Passare dagli stand dei grandi editori, a meno che non siano presenti autori o personalità di spicco o non siano in programma anteprime, non è cosa buona e giusta. E infatti, ogni volta, non mi spiego come le zone Mondadori/Feltrinelli e compagnia cantante vengano letteralmente prese d’assalto quando, la differenza con una normale libreria, è praticamente inesistente. E non ci sono nemmeno offerte particolari.
Consiglio spassionato per la prossima volta: scegliere le conferenze che più interessano (magari anche tra quelle meno gettonate e con autori più giovani), pregare che Italo e Trenitalia non facciano scherzi e puntare sui piccoli editori (e, se interessa, sull’editoria digitale). E cercare di fare quanti più incontri si riesce con chi lavora nell’editoria, ad ogni livello. La Fiera è, più che altro, un luogo d’incontro tra appassionati e addetti ai lavori ;)
Immagino che le recensioni siano state scritte da persone alla prima visita (e per un solo giorno): l’esperienza aiuterà ad apprezzare l’evento. Posso dire che per me è diventato un appuntamento fisso (questo è stato il quinto anno consecutivo e per tre giorni). A chi mi chiede come organizzare la visita, rispondo chiedendo se sono dei lettori curiosi o standard. Nel senso che se uno vuole conoscere, allora lo indirizzo direttamente verso la zona delle piccole case editrici, e la sezione incubatore, dal momento che è perfettamente inutile andare negli stand delle grandi: tanto vale recarsi in una qualsiasi libreria. Consiglio anche gli stand delle nazioni estere. Quest’anno il Paese ospite è stato il Cile, ma è bellissimo ed interessante vedere i testi scritti con i caratteri arabi(c’era uno stand degli emirati) e con le pagine che si sfogliano al contrario. Per non parlare dei libri per ragazzi e bambini che hanno illustrazioni bellissime. Per quanto riguarda gli eventi, memore delle passate edizioni, dove ho trascorso molto tempo a fare le file perdendo l’occasione di ascoltare personaggi, magari di minor richiamo mediatico ma altrettanto interessanti o unici, ho seguito i miei interessi e mi sono fidato più dell’argomento discusso che del personaggio che lo avrebbe trattato. Concita de Gregorio facilmente la posso ascoltare anche fuori dal salone, Timur Vermes che presenta e firma il proprio libro, ritengo sia più improbabile ritrovarlo in Italia. Comunque non si può seguire tutto, qualcosa si perde senz’altro. L’importante è tornare soddisfatti e magari riuscire a visitare qualcuno degli innumerevoli musei presenti a Torino. P.S.: inutile dire che l’ideale sarebbe fermarsi almeno due giorni, prenotando magari con largo anticipo per sperare di trovare una sistemazione ad un prezzo umano.

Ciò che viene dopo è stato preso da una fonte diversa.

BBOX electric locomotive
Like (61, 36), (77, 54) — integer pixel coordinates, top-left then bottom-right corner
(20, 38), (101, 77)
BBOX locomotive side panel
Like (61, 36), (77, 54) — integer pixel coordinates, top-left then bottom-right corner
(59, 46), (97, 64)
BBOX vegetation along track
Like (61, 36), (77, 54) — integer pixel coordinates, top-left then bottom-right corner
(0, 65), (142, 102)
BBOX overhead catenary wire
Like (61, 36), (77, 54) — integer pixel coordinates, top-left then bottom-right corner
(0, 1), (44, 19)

Ciao e complimenti per il blog.
Ottimi consigli e belle dritte: verranno sicuramente sfruttati per le prossime volte ;)
E grazie per i complimenti a nome di tutta La Libreria Immaginaria ;)

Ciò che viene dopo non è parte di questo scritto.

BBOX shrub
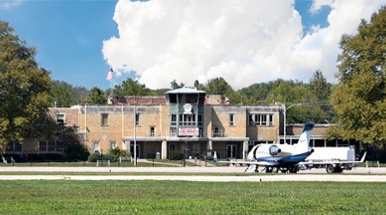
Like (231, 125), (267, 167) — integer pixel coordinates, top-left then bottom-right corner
(87, 153), (115, 162)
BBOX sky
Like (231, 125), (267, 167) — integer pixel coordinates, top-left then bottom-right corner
(0, 0), (386, 90)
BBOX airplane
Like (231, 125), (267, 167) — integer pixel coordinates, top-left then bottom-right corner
(218, 122), (314, 173)
(304, 152), (367, 173)
(215, 122), (366, 173)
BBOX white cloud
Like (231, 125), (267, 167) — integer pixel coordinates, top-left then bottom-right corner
(102, 0), (386, 89)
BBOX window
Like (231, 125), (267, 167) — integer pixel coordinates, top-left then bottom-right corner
(56, 113), (65, 125)
(135, 113), (139, 125)
(47, 141), (55, 152)
(248, 114), (255, 125)
(198, 114), (203, 126)
(169, 128), (177, 137)
(178, 114), (196, 126)
(92, 141), (99, 153)
(229, 113), (235, 126)
(101, 113), (109, 126)
(150, 126), (155, 137)
(56, 141), (64, 152)
(170, 114), (177, 126)
(110, 141), (117, 149)
(268, 114), (273, 126)
(6, 140), (21, 152)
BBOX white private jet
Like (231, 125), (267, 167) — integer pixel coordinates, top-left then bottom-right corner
(216, 122), (366, 173)
(219, 122), (314, 173)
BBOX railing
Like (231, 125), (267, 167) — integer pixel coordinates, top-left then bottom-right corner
(212, 130), (226, 137)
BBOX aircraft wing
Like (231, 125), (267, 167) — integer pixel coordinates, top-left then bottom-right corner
(217, 160), (278, 166)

Torino è comunque una città strepitosa, se poi ci metti una “festa del libro” e richiami tanti autori di successo, ben spesi saranno i soldi per il treno.
L’unica cosa brutta è dover essere di ritorno con un orario vincolato. Meglio spendere qualche giorno in più e non perdersi nemmeno mezza conferenza.
p.s. al posto vostro non sarei uscito vivo dal Salone del Libro. Avrei preso la residenza lì.